It’s fair to say that J.J. Abrams, more than most, makes massive movies. His “Star Wars: The Force Awakens” is the biggest domestic hit of all time, and of the five films he’s made to date, the two smallest in scope and scale were a “Mission: Impossible” sequel and “Super 8,” an autobiographical movie about a giant monster. Love him or hate him, Abrams makes the kind of spectacle that draws audiences into movie theaters these days.
So it’s always been surprising that Abrams, along with Peter Jackson, Steven Spielberg and a number of other A-list helmers, has been a supporter of the idea of Premium VOD, more specifically The Screening Room, a start-up from Napster founder/Justin Timberlake surrogate Sean Parker that intends to release major movies day-and-date at home for a $50 price. While other filmmakers like Christopher Nolan remain adamantly opposed, Abrams has always been very much pro the idea, and as Variety reported, gave a talk last night that helped to explain in part why.
At a dinner at the Milken Institute Global Conference last night, Abrams talked about his experience seeing a movie at a multiplex near his wife’s hometown in Maine. “There is a theater chain that I’m convinced hates movies. You go there. They’re angry with you. It’s cold. There’s no music. The lights go out when the movie starts — there’s no ceremony. It’s the most uncomfortable seats…You’re convinced there’s something in front of the projector. Meanwhile, most people in that audience have better TVs at home than the image you’re seeing.”

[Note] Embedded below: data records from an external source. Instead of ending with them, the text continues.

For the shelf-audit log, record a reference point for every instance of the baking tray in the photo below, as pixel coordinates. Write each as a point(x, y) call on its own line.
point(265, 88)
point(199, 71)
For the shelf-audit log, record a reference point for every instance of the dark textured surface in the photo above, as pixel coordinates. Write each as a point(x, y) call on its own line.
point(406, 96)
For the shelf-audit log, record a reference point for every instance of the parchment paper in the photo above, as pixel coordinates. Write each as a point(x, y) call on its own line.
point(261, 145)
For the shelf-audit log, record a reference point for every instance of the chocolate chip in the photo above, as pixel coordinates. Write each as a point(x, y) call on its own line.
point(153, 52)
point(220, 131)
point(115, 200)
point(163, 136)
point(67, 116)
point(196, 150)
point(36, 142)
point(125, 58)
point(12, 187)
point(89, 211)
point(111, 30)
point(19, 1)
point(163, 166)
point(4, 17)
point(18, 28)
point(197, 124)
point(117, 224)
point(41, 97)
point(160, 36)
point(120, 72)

Abrams is coming from something of a position of privilege here — it’s quite possible that, even in Maine, most people in the audience DON’T have better TVs at home. But he sort of acknowledged that. “I understand the economic realities of it, and it’s tough. At the same time, if they don’t make it worth people’s time, you better not call people to the theater and give them that kind of experience. People do want to see movies, and can’t always get to the theater. It seems like an inevitable thing that movies become available at a premium.”
We’re all familiar with the sort of thing that Abrams is talking about: crappy theater experiences are a frequent menace these days, and we’ve all had to suffer texting, talking neighbors, crappy projection or bad facilities. But why the A-list helmer wants to draw fewer people to movie theaters and reduce what makes the medium special rather than improve that experience is a bit puzzling. The Screening Room remains a bit of a pipe dream for now; we’ll see if it ever takes off, but in the meantime, Abrams is returning to the small screen with miniseries “The Nix.”